Larger than football

Success in winning football games certainly introduced the nation to Lombardi, from his cold and modest home in Green Bay. His personality -- formed in a working-class Catholic family in Brooklyn, and then steeled in the military ethos of coach Red Blaik at West Point -- touched something deeper in the national consciousness.

"He got to the core of what it is to be American, or what people think the American spirit is, in terms of trying to succeed and not accepting failure and the cost of that," Simonson said. "He paid for his drive to win -- in his health, his relationship with his family, in stress. He never seemed to be at peace with himself or the world."

Lombardi was a paradox in so many ways. When the Packers traveled, he would not stay in a hotel that excluded his African-American players. At home, white players could not frequent nightclubs that were segregated. Willie Davis, the Hall of Fame defensive end, wrote in his new memoir that "nobody had more impact in creating diversity in the NFL than Coach Lombardi."

Yet he could be brutal with his family. Marie Lombardi can come across as a tragic figure in the Lombardi mythology. Alcohol helped her cope with a volcanic and abusive husband, even as she publicly served as the good-wife archetype that was expected during those "Mad Men" years. Norah Long, who plays Marie in the History Theatre's production, said that she and director Ron Peluso are trying to find the strength of the woman and prevent her from becoming a victim.

"I can only imagine that to have lived amid that much testosterone, that she felt comfortable with it," Long said. "I think she was very capable of standing in that room of men and holding her own."

Finding the drama

Simonson wrote an early version of "Lombardi" in 2007 -- shortly after he and Twin Cities writer Jeff Hatcher had created a play on Frank Lloyd Wright. The piece was based on David Maraniss' "When Pride Still Mattered: A Life of Vince Lombardi."

After an initial staging in Madison, Wis., Simonson retooled the work, and the NFL put its marketing muscle behind a Broadway run in the fall of 2010. It lasted for six months, with Dan Lauria and Judith Light as Vince and Marie.

Lombardi's two children have seen the play, at different times, Simonson said. Daughter Susan praised it; Vince Jr., who got a law degree at the University of St. Thomas and was a Minnesota state legislator in the 1970s, reportedly saw the show months into the run.

"He kept his distance," Simonson said. "I got the feeling from what I heard that it might have been a little painful."

Detmar, who recognizes the challenge of creating a character who has been seen in countless film and videotape clips, argues that the play hopes to get beneath the public persona.

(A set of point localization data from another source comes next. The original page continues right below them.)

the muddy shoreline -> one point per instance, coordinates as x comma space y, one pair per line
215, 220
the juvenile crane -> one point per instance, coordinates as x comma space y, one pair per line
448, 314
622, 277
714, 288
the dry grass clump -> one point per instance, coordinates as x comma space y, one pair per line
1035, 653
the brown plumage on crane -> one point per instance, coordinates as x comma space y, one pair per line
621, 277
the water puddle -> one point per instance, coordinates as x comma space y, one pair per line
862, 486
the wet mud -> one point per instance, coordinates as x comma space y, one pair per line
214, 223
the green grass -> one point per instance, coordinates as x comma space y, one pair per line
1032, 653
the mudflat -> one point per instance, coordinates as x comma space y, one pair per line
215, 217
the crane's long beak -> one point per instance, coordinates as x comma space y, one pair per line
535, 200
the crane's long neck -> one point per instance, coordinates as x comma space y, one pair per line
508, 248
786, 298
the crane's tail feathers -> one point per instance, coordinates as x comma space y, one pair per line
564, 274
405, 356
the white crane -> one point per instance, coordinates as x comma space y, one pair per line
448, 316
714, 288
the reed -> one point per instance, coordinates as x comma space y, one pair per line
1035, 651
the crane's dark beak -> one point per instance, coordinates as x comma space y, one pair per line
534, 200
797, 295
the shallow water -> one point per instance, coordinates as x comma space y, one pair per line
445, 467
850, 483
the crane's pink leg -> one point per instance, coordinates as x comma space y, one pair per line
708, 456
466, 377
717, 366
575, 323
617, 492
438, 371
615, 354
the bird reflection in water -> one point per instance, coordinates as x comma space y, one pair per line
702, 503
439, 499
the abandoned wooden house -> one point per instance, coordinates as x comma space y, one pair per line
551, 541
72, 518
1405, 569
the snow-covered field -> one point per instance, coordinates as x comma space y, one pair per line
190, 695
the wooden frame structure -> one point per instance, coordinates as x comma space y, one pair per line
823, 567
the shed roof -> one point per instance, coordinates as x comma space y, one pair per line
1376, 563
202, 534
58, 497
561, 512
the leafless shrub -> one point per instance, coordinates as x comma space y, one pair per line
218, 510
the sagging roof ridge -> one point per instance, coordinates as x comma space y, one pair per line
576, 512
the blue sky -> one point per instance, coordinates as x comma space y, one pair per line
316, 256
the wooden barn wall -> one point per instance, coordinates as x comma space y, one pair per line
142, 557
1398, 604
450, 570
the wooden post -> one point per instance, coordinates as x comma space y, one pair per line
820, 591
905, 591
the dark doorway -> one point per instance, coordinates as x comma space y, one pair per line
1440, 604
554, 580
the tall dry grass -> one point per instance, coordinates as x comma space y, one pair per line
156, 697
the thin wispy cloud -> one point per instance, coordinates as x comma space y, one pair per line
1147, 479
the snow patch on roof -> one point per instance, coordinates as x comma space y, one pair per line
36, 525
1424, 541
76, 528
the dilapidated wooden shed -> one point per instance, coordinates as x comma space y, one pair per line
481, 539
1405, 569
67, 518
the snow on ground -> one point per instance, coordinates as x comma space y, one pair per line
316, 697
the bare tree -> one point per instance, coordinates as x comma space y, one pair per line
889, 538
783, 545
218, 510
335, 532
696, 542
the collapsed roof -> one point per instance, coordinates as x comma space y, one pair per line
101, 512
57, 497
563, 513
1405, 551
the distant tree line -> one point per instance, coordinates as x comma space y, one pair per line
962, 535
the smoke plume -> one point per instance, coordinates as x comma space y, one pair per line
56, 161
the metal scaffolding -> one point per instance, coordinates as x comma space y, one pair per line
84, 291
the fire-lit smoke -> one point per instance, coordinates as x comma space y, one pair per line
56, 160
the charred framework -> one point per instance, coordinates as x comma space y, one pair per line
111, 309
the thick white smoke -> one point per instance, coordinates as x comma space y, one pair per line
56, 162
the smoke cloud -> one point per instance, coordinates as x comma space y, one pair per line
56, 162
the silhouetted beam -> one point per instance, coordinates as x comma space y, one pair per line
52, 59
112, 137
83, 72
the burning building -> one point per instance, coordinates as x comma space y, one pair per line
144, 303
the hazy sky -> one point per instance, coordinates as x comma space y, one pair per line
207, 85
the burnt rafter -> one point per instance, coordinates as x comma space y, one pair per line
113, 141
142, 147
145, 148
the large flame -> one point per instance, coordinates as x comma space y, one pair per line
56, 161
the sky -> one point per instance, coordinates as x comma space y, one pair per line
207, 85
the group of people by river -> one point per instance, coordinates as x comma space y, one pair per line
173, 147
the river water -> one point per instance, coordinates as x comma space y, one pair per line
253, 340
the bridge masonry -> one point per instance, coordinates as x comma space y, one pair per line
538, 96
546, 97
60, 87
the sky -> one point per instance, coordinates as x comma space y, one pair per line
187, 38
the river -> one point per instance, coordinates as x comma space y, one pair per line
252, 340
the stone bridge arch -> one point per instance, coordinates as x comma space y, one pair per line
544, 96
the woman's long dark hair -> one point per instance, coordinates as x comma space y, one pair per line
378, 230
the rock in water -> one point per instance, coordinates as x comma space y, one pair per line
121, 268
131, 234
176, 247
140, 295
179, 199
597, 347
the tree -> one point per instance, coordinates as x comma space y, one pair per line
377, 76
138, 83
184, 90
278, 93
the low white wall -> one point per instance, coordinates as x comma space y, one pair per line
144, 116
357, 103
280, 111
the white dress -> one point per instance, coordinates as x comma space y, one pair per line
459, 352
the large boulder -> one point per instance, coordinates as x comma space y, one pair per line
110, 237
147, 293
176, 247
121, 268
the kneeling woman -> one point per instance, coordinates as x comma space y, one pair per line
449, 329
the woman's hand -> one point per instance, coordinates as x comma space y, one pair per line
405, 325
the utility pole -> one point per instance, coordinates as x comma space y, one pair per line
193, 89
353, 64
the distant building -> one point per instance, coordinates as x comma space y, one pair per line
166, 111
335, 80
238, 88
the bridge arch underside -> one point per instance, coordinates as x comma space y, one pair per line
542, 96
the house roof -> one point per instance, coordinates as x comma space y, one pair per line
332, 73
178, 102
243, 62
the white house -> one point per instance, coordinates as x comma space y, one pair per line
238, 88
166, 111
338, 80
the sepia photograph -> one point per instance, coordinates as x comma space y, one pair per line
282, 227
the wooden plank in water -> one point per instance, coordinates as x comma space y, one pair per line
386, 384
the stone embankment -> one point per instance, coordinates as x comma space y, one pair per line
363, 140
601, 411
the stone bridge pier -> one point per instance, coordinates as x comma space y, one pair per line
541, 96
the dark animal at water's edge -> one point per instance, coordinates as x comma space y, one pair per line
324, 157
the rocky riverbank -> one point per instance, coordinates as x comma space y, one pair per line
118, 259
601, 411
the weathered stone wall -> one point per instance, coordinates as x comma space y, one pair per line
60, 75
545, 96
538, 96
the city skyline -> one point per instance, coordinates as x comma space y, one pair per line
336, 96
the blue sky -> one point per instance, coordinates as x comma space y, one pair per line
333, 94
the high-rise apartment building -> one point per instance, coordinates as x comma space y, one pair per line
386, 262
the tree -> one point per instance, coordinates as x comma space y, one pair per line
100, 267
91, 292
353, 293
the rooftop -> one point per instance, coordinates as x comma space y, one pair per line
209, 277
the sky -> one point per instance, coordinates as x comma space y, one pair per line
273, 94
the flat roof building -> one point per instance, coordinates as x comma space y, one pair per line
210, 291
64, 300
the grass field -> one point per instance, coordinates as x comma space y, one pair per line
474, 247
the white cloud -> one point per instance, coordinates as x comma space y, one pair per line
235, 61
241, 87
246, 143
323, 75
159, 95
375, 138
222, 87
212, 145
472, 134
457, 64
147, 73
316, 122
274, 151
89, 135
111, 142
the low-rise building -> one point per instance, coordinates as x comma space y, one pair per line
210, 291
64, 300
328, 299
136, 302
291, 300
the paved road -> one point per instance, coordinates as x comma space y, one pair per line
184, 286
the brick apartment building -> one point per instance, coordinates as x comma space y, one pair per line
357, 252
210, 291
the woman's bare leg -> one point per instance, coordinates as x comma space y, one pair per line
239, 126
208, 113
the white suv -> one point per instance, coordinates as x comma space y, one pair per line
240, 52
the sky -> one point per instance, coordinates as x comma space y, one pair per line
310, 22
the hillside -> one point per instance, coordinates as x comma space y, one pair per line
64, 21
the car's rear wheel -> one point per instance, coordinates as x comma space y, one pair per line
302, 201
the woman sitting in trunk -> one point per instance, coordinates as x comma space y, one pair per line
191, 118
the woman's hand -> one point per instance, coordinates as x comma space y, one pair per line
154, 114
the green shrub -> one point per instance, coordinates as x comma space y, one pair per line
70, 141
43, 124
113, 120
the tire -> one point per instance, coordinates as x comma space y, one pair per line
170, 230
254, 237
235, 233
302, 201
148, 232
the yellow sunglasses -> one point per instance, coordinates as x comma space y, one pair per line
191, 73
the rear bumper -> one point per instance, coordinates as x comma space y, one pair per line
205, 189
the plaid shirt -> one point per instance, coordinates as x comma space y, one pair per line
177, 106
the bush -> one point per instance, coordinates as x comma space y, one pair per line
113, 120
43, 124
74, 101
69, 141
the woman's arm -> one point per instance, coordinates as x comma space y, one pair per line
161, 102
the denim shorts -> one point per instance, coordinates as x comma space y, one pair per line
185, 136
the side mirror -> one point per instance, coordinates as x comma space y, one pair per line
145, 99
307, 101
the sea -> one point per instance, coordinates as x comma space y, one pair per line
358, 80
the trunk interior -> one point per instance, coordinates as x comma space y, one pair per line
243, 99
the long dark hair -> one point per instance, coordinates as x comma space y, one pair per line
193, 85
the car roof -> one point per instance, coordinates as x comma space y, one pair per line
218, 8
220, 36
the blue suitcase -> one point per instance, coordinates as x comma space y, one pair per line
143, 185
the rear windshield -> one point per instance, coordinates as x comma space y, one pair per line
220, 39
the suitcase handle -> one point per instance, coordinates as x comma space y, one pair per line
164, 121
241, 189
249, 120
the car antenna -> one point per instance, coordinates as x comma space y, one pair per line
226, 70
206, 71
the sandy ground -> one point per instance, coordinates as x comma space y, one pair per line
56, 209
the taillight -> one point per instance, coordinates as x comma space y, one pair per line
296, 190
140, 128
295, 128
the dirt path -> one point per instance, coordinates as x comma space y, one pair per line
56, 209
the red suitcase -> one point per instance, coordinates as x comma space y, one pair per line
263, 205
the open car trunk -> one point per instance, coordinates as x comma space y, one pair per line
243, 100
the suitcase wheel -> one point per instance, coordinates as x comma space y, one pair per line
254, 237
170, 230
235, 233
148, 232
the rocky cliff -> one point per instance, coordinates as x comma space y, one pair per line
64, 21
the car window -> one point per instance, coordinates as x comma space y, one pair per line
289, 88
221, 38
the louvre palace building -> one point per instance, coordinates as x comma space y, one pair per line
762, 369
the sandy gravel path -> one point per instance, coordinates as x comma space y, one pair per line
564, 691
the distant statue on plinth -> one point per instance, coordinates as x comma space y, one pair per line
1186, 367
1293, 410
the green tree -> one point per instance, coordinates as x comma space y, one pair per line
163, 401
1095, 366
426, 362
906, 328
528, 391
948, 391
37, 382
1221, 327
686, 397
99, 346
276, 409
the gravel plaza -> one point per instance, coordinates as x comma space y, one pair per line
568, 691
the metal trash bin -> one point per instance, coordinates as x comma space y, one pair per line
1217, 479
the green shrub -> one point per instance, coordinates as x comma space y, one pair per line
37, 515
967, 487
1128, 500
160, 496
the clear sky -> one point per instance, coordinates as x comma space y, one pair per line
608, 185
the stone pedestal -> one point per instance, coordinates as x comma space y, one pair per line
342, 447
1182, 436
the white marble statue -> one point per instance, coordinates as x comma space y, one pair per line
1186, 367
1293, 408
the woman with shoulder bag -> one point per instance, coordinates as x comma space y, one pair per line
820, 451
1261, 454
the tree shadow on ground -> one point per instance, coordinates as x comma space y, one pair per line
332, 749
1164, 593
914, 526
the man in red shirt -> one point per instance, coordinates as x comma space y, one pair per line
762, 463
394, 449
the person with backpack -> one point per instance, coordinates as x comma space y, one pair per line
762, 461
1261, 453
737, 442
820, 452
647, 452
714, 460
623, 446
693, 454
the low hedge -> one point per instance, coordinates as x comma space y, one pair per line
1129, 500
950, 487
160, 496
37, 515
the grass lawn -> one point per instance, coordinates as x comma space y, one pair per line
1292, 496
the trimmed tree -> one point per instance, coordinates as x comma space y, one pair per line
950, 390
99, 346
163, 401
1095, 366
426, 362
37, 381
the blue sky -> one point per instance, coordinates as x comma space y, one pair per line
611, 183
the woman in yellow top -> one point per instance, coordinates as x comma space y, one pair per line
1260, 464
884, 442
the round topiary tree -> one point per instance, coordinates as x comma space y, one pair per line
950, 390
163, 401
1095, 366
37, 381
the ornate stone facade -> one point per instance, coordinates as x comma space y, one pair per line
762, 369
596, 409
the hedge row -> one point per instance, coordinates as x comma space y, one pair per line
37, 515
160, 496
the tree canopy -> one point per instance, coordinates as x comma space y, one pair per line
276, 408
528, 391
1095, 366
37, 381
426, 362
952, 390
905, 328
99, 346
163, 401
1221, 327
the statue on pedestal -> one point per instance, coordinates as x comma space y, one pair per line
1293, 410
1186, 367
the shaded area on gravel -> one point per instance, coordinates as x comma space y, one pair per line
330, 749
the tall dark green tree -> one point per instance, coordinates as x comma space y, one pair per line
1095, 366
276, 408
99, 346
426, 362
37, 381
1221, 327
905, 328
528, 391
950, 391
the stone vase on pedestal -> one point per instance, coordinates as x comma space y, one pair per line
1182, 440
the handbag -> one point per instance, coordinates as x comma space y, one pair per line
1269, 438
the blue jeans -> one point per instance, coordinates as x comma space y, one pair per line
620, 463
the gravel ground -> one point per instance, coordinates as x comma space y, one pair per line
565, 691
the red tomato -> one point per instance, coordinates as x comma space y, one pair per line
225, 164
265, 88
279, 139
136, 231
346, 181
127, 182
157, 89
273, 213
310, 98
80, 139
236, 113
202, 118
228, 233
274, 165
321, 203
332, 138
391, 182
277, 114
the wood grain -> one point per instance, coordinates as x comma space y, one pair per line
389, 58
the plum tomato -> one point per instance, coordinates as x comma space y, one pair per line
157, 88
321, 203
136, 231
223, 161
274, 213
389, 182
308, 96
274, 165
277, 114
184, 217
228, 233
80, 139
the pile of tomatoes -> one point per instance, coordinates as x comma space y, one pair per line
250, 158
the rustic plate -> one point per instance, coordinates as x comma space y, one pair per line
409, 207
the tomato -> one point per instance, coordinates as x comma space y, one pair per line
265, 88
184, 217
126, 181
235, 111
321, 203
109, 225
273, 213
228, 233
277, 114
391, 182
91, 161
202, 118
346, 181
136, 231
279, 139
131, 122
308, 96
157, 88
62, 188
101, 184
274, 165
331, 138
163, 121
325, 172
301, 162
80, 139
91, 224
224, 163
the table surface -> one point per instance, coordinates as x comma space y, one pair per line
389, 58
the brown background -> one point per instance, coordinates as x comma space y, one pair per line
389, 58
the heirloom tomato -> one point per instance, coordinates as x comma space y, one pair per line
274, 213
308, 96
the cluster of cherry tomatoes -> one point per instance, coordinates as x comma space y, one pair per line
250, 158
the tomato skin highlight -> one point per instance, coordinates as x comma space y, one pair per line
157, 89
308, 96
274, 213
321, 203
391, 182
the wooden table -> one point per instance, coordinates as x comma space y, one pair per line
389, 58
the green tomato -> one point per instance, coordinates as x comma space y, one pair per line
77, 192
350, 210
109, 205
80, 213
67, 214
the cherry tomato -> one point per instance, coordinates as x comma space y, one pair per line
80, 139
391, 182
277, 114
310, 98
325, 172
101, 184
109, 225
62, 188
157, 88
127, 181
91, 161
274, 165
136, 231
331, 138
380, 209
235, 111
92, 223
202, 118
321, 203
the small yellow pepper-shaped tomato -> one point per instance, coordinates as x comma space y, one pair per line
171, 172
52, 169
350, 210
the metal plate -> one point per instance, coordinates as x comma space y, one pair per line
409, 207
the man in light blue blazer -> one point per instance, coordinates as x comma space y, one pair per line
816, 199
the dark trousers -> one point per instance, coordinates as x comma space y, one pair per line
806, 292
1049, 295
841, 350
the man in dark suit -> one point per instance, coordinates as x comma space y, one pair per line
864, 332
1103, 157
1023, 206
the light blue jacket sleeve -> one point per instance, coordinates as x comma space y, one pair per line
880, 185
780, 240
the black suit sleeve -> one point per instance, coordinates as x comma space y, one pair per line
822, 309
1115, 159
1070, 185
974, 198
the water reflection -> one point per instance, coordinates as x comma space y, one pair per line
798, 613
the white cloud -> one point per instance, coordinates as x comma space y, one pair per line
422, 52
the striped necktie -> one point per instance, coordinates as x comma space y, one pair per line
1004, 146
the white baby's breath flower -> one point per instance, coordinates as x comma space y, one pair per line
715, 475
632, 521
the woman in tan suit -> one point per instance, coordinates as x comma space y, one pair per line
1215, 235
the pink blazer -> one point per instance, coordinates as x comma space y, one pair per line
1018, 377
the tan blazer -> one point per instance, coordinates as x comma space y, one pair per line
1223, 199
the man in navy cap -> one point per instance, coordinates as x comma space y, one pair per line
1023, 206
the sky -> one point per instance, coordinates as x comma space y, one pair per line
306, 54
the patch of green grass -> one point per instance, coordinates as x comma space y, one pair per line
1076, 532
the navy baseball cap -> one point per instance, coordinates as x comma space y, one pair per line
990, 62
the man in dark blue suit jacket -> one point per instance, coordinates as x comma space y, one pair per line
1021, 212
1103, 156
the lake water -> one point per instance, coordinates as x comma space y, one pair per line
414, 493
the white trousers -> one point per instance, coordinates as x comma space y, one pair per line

"He had these things he couldn't figure out," said Detmar, who noted that Lombardi went to mass every day. "He knew he was damaged goods but he couldn't fix it himself."

Those flaws, the success, his obsession with winning and his ruthless dedication to his principles have made Lombardi a mythic presence.

"He is a big guy in Wisconsin folklore," said Simonson. "You can't escape him."